Esses obstáculos atrapalham a consolidação de condições para que a prática da interdisciplinaridade possa realizar-se, como: um tipo de trabalho universitário que estimule a intercomunicação e colaboração entre diferentes departamentos, entre diferentes centros e setores da instituição. (CANDAU, 1998, p.43).
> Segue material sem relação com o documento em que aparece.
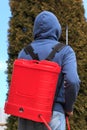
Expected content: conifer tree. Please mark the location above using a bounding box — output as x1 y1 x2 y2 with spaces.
7 0 87 130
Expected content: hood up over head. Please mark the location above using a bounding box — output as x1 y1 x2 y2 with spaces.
33 11 61 40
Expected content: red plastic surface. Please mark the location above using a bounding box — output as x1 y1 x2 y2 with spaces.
4 59 61 122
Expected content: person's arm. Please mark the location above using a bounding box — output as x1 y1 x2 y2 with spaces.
62 47 80 115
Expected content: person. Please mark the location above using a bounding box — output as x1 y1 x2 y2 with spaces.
18 11 80 130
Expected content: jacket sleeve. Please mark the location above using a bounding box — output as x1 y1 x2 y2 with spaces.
62 46 80 112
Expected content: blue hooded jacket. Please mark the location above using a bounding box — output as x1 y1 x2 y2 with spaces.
18 11 80 113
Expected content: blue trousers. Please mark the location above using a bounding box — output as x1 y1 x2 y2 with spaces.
49 111 66 130
18 111 66 130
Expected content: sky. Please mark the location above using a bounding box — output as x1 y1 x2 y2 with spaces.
0 0 87 108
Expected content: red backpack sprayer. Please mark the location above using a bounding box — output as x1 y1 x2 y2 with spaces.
4 25 70 130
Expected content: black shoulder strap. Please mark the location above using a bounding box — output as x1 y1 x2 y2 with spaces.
24 43 66 61
24 45 39 60
46 43 66 61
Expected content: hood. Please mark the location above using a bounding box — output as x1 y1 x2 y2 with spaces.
33 11 61 40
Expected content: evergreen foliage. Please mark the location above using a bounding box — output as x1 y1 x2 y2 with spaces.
7 0 87 130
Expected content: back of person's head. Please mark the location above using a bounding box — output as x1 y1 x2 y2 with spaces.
33 11 61 40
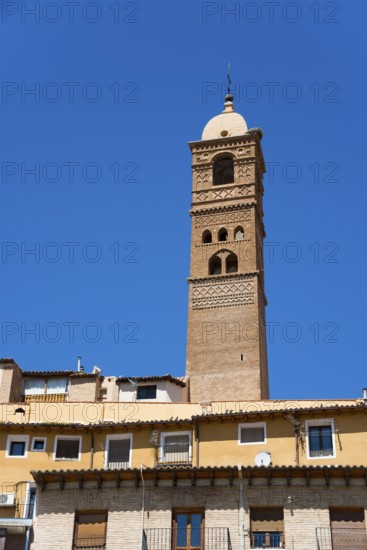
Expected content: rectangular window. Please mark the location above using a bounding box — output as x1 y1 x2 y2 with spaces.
5 435 29 458
306 419 335 458
160 432 192 464
250 508 285 548
136 385 157 399
105 435 132 469
46 378 68 395
238 422 266 445
24 378 45 395
24 378 69 396
330 508 367 550
73 510 107 550
54 435 82 460
9 441 25 456
173 510 204 550
31 437 46 451
26 487 36 519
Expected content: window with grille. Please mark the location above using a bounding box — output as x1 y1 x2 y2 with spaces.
306 420 335 458
5 435 29 458
73 511 107 550
250 508 285 548
106 436 131 469
238 422 266 445
136 384 157 399
55 436 81 460
161 433 191 464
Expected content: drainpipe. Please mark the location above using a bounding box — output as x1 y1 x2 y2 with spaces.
237 464 245 550
90 428 94 470
140 464 145 550
24 527 31 550
194 423 200 468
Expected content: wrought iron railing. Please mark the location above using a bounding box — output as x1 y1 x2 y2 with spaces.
107 460 130 470
22 393 68 403
251 531 285 548
73 537 106 550
316 527 367 550
142 527 232 550
156 442 192 466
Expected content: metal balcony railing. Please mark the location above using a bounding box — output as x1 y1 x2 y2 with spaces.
142 527 232 550
22 393 68 403
73 537 106 550
156 442 192 466
316 527 367 550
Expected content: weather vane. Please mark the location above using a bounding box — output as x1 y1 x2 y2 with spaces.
227 63 232 94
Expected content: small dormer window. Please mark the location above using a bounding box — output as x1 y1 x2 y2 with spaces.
136 384 157 399
213 155 234 185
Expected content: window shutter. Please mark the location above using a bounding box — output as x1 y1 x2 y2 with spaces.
75 512 107 548
241 426 265 443
56 439 80 459
108 439 130 468
163 434 190 462
330 508 364 529
250 508 284 532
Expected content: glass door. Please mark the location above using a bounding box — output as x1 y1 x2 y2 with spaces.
173 511 204 550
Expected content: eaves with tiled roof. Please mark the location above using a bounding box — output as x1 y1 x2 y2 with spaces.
31 465 367 490
22 370 98 378
117 374 186 388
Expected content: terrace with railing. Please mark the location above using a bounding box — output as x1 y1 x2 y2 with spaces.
316 527 367 550
73 537 106 550
142 527 232 550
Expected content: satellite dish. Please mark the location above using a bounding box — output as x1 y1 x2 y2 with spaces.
255 451 271 466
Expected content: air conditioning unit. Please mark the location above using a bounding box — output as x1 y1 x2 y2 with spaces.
0 493 15 507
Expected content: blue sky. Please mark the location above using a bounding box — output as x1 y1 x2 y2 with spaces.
0 0 367 399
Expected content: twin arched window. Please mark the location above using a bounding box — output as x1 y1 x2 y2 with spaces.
209 250 238 275
202 225 245 244
213 155 234 185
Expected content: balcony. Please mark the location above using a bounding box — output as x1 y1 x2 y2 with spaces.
142 527 232 550
73 537 106 550
22 393 68 403
251 531 285 548
316 527 367 550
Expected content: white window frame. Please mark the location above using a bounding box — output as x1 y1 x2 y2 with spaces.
305 418 336 460
23 484 36 518
104 434 133 469
238 422 267 445
5 435 29 458
31 437 47 453
159 431 192 464
53 435 82 462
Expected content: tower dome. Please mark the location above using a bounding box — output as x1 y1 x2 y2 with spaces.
201 94 248 141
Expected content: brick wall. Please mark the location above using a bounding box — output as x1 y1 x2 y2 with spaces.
69 376 98 401
32 480 367 550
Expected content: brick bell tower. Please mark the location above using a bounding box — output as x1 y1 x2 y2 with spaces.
186 92 269 402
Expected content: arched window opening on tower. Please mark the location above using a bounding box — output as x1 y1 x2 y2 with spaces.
203 229 213 244
226 253 238 273
213 155 234 185
209 256 222 275
234 225 245 241
218 231 228 242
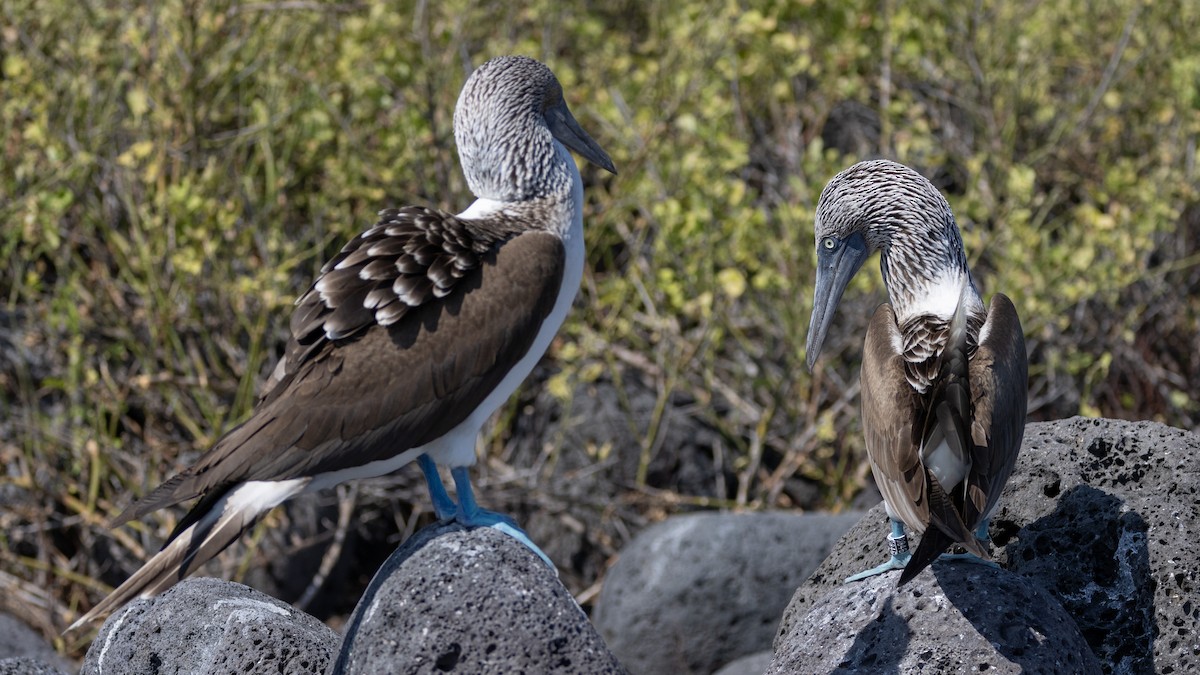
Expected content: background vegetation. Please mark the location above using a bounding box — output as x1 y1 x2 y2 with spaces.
0 0 1200 653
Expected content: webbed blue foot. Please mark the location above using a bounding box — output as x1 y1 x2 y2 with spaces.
416 455 558 569
450 466 558 569
842 520 912 584
937 518 1000 569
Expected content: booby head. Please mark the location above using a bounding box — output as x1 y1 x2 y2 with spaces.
806 160 983 370
454 56 617 203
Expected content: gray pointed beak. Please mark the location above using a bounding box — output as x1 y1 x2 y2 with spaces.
546 101 617 174
804 233 869 371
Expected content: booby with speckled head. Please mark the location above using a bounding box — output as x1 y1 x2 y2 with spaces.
806 160 1028 584
70 56 616 629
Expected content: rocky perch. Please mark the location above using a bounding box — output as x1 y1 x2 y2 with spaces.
82 522 624 675
14 418 1200 675
768 418 1200 675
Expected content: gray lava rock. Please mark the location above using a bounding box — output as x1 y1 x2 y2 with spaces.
0 656 67 675
0 614 67 673
713 650 774 675
775 418 1200 674
593 513 860 675
767 562 1100 675
330 522 625 675
80 571 337 675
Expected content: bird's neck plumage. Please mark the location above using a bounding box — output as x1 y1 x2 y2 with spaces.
458 141 583 240
880 213 984 325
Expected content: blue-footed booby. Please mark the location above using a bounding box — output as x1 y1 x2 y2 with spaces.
70 56 616 629
806 160 1028 584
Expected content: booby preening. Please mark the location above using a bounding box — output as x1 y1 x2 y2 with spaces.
71 56 616 629
808 160 1028 584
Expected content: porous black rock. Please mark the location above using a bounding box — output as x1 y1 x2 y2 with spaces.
775 418 1200 674
330 522 625 675
80 578 338 675
767 562 1100 675
593 513 860 675
0 656 67 675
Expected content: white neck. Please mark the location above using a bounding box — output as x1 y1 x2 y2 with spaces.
888 269 984 325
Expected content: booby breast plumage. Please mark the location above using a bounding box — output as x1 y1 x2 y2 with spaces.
72 56 616 628
808 160 1028 584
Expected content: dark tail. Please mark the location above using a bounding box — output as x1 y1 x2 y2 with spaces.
65 479 308 633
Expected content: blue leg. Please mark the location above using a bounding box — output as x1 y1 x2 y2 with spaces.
937 518 1000 569
451 462 558 575
842 520 912 584
416 455 458 520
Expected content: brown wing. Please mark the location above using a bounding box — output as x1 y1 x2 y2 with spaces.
118 209 564 522
962 293 1028 527
859 304 929 532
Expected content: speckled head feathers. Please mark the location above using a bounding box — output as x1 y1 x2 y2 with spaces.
454 56 614 202
816 160 961 251
815 160 974 318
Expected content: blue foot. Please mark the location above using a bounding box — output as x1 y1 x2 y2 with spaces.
842 554 912 584
416 455 458 520
937 554 1000 569
937 518 1000 569
842 520 912 584
450 466 558 577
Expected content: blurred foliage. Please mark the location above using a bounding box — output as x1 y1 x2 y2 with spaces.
0 0 1200 638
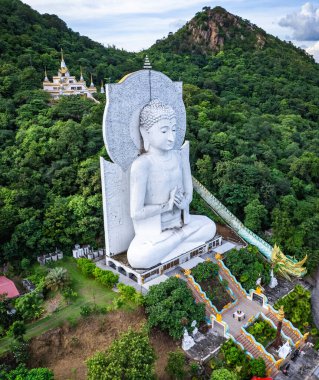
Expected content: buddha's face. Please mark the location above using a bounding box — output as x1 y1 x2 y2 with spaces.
144 117 176 151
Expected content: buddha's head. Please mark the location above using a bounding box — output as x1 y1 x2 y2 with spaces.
140 99 176 151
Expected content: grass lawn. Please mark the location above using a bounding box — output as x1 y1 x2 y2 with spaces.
0 257 117 355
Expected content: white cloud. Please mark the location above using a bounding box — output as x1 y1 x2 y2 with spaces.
279 2 319 41
305 41 319 62
24 0 205 21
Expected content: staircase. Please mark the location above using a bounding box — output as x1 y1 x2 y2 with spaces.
235 334 279 377
192 177 273 260
186 279 216 320
265 309 303 343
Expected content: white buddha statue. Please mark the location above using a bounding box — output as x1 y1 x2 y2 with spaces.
127 99 216 269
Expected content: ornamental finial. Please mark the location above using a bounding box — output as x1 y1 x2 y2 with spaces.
143 55 152 70
278 305 285 322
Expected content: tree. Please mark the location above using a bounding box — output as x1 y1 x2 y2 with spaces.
192 261 219 282
210 368 238 380
8 321 26 340
77 258 96 277
144 277 205 339
165 351 186 380
45 267 71 292
249 358 266 377
244 198 267 232
86 330 155 380
15 291 43 321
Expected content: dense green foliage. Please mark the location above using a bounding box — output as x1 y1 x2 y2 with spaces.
144 277 205 339
165 351 186 380
210 339 266 380
45 267 71 292
86 330 155 380
210 368 237 380
191 261 233 311
192 261 219 282
7 321 26 341
247 318 276 347
14 291 43 321
0 0 319 269
274 285 313 333
0 365 54 380
77 258 119 288
225 246 270 290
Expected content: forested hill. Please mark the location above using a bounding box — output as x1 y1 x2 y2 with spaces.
0 0 319 274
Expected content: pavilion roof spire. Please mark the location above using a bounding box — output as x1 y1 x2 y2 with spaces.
44 67 49 82
101 80 105 94
90 74 94 87
143 55 152 70
61 48 66 69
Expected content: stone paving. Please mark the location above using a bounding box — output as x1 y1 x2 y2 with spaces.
223 298 266 337
186 330 226 363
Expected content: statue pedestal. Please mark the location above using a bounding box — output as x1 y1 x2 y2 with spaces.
105 235 222 286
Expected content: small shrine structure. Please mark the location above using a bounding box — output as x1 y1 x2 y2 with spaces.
43 49 98 103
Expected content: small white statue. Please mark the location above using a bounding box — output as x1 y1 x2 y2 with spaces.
278 340 291 359
182 329 195 351
269 269 278 289
191 321 198 336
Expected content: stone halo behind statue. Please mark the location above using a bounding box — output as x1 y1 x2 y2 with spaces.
103 70 186 171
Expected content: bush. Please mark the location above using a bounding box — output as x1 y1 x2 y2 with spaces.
86 330 155 380
117 283 137 301
10 341 30 364
210 368 238 380
45 267 71 292
274 285 313 333
144 277 205 339
14 291 43 321
225 246 271 290
80 305 93 317
192 261 219 282
93 267 119 288
77 258 96 277
249 358 266 377
7 321 26 340
62 287 78 303
165 351 186 380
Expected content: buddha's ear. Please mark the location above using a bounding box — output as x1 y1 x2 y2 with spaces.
140 128 150 152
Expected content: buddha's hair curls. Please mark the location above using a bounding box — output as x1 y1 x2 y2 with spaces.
140 99 176 131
Esses mesmo problemas que dificultam a construção de uma postura interdisciplinar nas licenciaturas aparecem no momento da elaboração das ações de formação continuada, dentro de uma proposta como a da REDE. Há uma dificuldade de comunicação, intercâmbio dentro das instituições, o que complica o estabelecimento de articulações internas e externas. No fim das contas, a REDE está propondo uma nova forma de relação entre as diferentes áreas, porém, desconsiderando que a própria maneira como está organizada a universidade,

dividida em departamentos, não contribui para que isso aconteça. Nesse sentido, mais uma vez, o MEC desconsiderou ou não pensou em questões fundamentais quanto à organização das IES, ao modelo em que essas estão baseadas, que viriam a atrapalhar a prática da proposta na maneira como havia sido pensada. Todavia, isso serve para que tais aspectos sejam repensados, e suas origens investigadas. Ao olharmos mais de perto, vimos que o problema da compartimentalização das áreas não está na proposta do MEC, mas sim na maneira como as próprias instituições universitárias lidam com essa questão.